Fave Waves: Pro Paddler Jimmy Blakeney
An SUP evangelist’s inside line on New England’s best breaks
Jimmy Blakeney is a U.S. national champion whitewater paddler, lifelong ocean surfer and an ACA-certified SUP trainer. Blakeney came up as a skateboarder and came to kayaking rather late in life, in his twenties. He had the unique ability to see a river as a skate park—which greatly defined his kayaking career and helped him push the levels of what was thought possible. He was winner of the “Big Gun Show” (aka, the world championships of aerial freestyle kayaking) with the first full-rotation corkscrew maneuver on a wave. After 10 years competing on the freestyle circuit, numerous expeditions and spending close to 300 days per year in his boat, he slowly transitioned to a “desk job” as a boat designer in 2005. Working at Wavesport Kayaks, he contributed to some of the most innovative boats designs at the time, including the ZG and Diesel. In 2007, he moved from Fayetteville, WV, to Wakefield, RI, with his wife and family, where he rediscovered board sport roots with SUP. He now works for BIC Sports as a product and marketing manager for SUP and kayaks, and can be spotted carving up the waves on his 5’6” shortboard or 8’ SUP at his favorite local breaks.
Rhode Island, surfing in or around Narragansett Beach. That’s enough to get close, but specific spots will remain anonymous. Fall is the best time of year for consistent swell and water temps in the low 70s.

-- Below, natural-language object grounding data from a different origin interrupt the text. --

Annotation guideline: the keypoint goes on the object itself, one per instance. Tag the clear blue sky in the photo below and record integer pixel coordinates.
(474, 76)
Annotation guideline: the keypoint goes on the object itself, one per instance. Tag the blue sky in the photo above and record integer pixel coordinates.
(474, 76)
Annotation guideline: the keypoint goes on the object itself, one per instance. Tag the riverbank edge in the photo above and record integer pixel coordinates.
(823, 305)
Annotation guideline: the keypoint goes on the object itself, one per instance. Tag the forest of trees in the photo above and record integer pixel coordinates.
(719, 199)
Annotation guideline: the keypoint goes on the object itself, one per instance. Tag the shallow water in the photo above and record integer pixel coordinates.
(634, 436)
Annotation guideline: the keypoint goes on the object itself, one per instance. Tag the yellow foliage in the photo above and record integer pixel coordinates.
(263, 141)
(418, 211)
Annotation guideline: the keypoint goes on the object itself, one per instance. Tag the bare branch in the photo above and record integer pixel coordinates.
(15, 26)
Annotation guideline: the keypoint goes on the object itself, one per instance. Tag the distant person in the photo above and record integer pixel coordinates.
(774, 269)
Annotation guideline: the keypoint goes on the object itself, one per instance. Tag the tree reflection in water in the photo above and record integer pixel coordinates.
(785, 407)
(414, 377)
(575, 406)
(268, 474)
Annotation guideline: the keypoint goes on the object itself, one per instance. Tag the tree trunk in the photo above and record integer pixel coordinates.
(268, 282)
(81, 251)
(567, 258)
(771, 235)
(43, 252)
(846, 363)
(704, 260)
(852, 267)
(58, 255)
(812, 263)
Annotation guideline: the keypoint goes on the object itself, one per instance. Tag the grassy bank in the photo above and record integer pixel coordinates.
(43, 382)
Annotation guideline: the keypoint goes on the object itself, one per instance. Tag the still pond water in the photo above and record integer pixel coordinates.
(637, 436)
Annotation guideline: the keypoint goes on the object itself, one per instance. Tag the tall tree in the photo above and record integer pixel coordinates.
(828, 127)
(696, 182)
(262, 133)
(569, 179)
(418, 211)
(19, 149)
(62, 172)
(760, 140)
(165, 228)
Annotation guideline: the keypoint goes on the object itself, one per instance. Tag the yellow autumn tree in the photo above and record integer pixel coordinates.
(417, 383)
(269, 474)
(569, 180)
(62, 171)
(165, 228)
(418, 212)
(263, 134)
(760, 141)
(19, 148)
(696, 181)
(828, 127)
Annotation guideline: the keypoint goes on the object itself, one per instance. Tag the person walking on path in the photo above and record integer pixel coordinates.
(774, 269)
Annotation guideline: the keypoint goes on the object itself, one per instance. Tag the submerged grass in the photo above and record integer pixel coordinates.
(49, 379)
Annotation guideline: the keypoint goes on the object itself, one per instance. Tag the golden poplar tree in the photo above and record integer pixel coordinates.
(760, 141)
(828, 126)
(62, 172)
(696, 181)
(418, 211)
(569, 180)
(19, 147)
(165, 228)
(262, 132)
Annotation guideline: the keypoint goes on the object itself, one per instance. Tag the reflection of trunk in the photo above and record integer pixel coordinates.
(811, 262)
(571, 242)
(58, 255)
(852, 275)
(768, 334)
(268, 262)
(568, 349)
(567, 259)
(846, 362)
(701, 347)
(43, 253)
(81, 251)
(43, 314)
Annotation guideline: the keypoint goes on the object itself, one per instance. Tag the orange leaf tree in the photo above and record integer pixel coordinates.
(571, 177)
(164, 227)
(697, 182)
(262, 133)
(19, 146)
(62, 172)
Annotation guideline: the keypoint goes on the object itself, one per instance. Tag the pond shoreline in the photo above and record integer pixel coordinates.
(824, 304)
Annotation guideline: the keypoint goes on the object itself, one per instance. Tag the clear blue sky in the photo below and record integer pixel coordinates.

“I fell in love with Rhode Island when my wife first took me here to visit her family. I love surfing here because it is relatively uncrowded, especially in the winter when it’s cold,” says Blakeney. “You have to be dedicated and motivated to get in the 40-degree water when it’s 20 degrees outside. It has a really wide variety of paddling options [and] is one of the most consistent spots on the East Coast. The type of waves are perfect for SUP, because they are cobblestone reef breaks creating longer waves with the perfect shape for performance standup paddleboarding, or just cruising.”